CEVAP :Davalı vekili cevap dilekçesinde özetle; zamanaşımı ve husumet itirazında bulunmuş, ekte sundukları teklif mektubu ile satın alan şirket tarafından verilen bilgilere göre sevk irsaliyesi ve fatura düzenleyerek, malı teslim ettiklerini, bedelin ödenmemesi üzerine icra takibi başlattıklarını, ödeme emrinin şirket yetkilisine tebliğ edilerek, kesinleşmesi üzerine İİK gereğince haciz talebinde bulunduklarını, kendilerine tanınan hukuki imkanlar kullanılarak alacağın tahsili için işlemler yapıldığını, bir hukuksuzluk olmadığını, taleplerinin İcra Müdürlüğü tarafından değerlendirilip kabul edilerek işlem yapıldığını, bu nedenle kendilerine dava açılmasının mümkün olmadığını, usulsüz işlemlere karşı başvurulacak yolların kanunda tanımlandığını, davacının da bunlara başvurması üzerine yargılama yapılarak Mahkemece karar verildiğini, yargılama sırasında takibin durmasına dair bir karar verilene kadar işlem yapılmasında kanunen bir engel olmadığını, Anayasa’da ifade edilen hak arama hürriyetlerini kullandıklarını, davacı tarafça maddi zarar olarak talep edilen şirket yetkilisi, eşi ve çocuğunun bilet paraları, yemek bedelleri, otopark ücretlerinin neden harcandıklarının tespiti mümkün olmadığından reddi gerektiğini, davacının tüzel kişilik olduğu için manevi tazminat talep edemeyeceğini, kanunlarımızda hangi hallerde manevi tazminat talep edilebileceğinin düzenlendiğini, olayımızda bu hallerden hiçbirisi bulunmadığı gibi davalıdan böyle bir talepte bulunulmasının da mümkün olmadığını, talep edilen miktarın fahiş olduğunu, davacının 2016-2017 yılı Kurumlar Vergisi Beyannamesinin matrahsız olduğu gözetildiğinde manevi tazminat olarak talep edilen tutarın anlaşılamadığını, davacının haksız manevi tazminat talebini haklı bir çerçeve içine sokma çabasının dinlenmesinin mümkün olmadığını, davacının kredi limitinin bu icra takibi nedeniyle indiği ve ticari itibarının zedelendiği iddiasının gerçekliğini ve nedenlerini bilmelerinin mümkün olmadığını, matrahsız olan bir şirketin kredi limitinin bankaca indirilmesi gerekçesinin kendilerine yüklenmesinin kötüniyetli olduğunu, 7.000-TL tutarındaki bir icra takibi için kredi limitinin 500.000-TL indirilmesinin hayatın olağan akışına aykırı olduğunu beyanla davanın reddini talep etmiştir.

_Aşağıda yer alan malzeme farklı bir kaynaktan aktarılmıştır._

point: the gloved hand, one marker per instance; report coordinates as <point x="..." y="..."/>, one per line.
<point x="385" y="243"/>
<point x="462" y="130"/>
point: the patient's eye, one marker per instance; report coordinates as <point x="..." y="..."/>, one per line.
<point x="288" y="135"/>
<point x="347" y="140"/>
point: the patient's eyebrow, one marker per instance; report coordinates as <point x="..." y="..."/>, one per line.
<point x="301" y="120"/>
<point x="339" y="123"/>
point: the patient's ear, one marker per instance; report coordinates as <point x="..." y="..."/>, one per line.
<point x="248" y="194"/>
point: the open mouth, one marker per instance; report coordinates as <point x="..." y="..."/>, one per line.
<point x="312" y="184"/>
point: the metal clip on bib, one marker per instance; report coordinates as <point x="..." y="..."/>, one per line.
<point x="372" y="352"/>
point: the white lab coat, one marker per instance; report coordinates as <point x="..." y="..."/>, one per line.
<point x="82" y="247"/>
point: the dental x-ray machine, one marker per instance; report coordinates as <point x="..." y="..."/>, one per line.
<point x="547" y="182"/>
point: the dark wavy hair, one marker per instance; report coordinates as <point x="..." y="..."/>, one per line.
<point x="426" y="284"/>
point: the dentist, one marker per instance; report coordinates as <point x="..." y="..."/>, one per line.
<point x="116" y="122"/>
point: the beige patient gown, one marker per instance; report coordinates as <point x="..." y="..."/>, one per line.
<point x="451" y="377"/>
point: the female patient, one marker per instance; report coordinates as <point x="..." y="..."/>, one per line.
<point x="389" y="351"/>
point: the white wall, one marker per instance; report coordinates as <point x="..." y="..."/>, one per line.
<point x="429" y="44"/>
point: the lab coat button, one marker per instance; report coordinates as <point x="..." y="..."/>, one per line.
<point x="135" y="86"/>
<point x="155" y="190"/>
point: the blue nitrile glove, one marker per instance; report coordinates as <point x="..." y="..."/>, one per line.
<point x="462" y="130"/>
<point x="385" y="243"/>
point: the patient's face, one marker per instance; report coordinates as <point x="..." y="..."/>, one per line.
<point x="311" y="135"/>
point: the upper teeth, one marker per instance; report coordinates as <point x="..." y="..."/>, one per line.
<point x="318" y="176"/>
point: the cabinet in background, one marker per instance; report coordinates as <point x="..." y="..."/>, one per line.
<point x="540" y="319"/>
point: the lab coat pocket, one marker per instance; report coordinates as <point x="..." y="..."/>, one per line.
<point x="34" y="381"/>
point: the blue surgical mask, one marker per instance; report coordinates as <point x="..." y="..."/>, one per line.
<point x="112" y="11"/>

DELİLLER :Ankara … İcra Dairesinin … esas sayılı takip dosyası, Ankara …. İcra Hukuk mahkemesinin … esas sayılı dosyası, ticaret sicil kayıtları, davacının maddi zararına ilişkin fatura ve ödeme makbuzları, … Bank … Şubesi ve … … Şubesinin cevabi yazıları, 07/08/2019 tarihli bilirkişi raporu ile tüm dosya kapsamı.

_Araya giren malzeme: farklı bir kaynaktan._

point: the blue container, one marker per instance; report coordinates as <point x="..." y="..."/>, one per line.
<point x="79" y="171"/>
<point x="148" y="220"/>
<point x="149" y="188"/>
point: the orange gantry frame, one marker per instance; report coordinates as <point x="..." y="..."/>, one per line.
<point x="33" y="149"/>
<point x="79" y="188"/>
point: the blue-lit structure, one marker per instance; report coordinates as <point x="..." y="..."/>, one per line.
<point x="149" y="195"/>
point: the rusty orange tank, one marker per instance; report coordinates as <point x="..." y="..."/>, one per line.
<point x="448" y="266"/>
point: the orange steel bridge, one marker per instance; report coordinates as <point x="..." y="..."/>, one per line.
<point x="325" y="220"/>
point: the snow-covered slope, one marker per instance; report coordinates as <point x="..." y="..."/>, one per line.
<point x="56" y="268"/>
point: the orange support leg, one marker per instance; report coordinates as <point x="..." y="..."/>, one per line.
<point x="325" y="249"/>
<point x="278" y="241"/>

GEREKÇE :Dava, haksız icra takibi ve haciz işlemlerinden kaynaklanan maddi ve manevi tazminat talebine ilişkindir.
Ankara …. İcra Müdürlüğünün … esas sayılı takip dosyası ile Ankara … İcra Hukuk Mahkemesinin … esas sayılı dosyası getirtilerek dosya arasına alınmıştır.
Davacı şirketin 2013-2017 yıllarına arası kredibilite raporları ve kredi limitlerindeki değişiklikler, … Bank … Şubesi Müdürlüğü ile … T.A.Ş. … Şubesine müzekkere yazılarak dosyaya kazandırılmıştır.

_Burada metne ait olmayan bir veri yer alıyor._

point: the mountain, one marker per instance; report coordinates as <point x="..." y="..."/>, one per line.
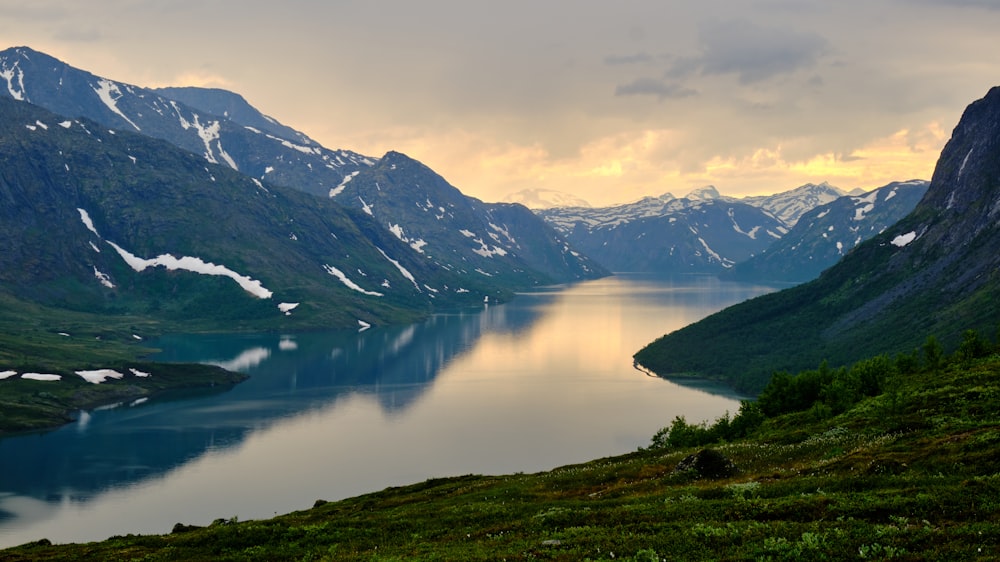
<point x="700" y="233"/>
<point x="789" y="206"/>
<point x="225" y="129"/>
<point x="234" y="107"/>
<point x="245" y="140"/>
<point x="545" y="199"/>
<point x="119" y="223"/>
<point x="934" y="272"/>
<point x="824" y="234"/>
<point x="505" y="242"/>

Taraf delilleri toplandıktan sonra davacı tarafça talep edilebilecek maddi tazminatın hesaplanması bakımından bilirkişi incelemesi yaptırılmasına karar verilmiş, konusunda uzman hesap bilirkişisinden 07/08/2019 tarihli rapor alınmıştır.
Taraf iddia ve savunmaları, toplanan tüm deliller ve benimsenen 07/08/2019 tarihli bilirkişi raporu birlikte değerlendirilmiştir:
Davalı şirket tarafından, dava dışı …. Ltd. Şti. aleyhine Ankara … İcra Müdürlüğünün … esas sayılı dosyasıyla, 28/03/2013 tarihinde 7.380,90 TL alacağın tahsili amacıyla ilamsız icra takibi başlatıldığı, çıkartılan ödeme emrinin anılan şirketin “… Mah…. Sok.No:… Çankaya/Ankara” adresinde ve şirket yetkilisi … …’e tebliğ edildiği halde, süresinde itiraz edilmemesi nedeniyle takibin kesinleşmesi üzerine, sırf kendisi tarafından düzenlenen faturada gerçek borçluya ait vergi numarası yerine davacı şirkete ait vergi numarasının yazılmış olmasına dayalı olarak, 3. kişi konumundaki davacı şirkete yönelik haciz işlemleri başlatıldığı, bu durumun öğrenilmesi üzerine davacı şirket tarafından gerçek borçlu ile bağlantılarının olmadığına dair icra dosyasına birden çok yazılı olarak bildirimde bulunulmasına ve iki kez davacı şirkete ait araçlar üzerindeki hacizlerin kaldırılmasına rağmen, davalı tarafça davacı şirket aleyhinde haciz ve muhafaza işlemlerine devam edildiği getirtilen icra dosyası içeriği ile sabittir.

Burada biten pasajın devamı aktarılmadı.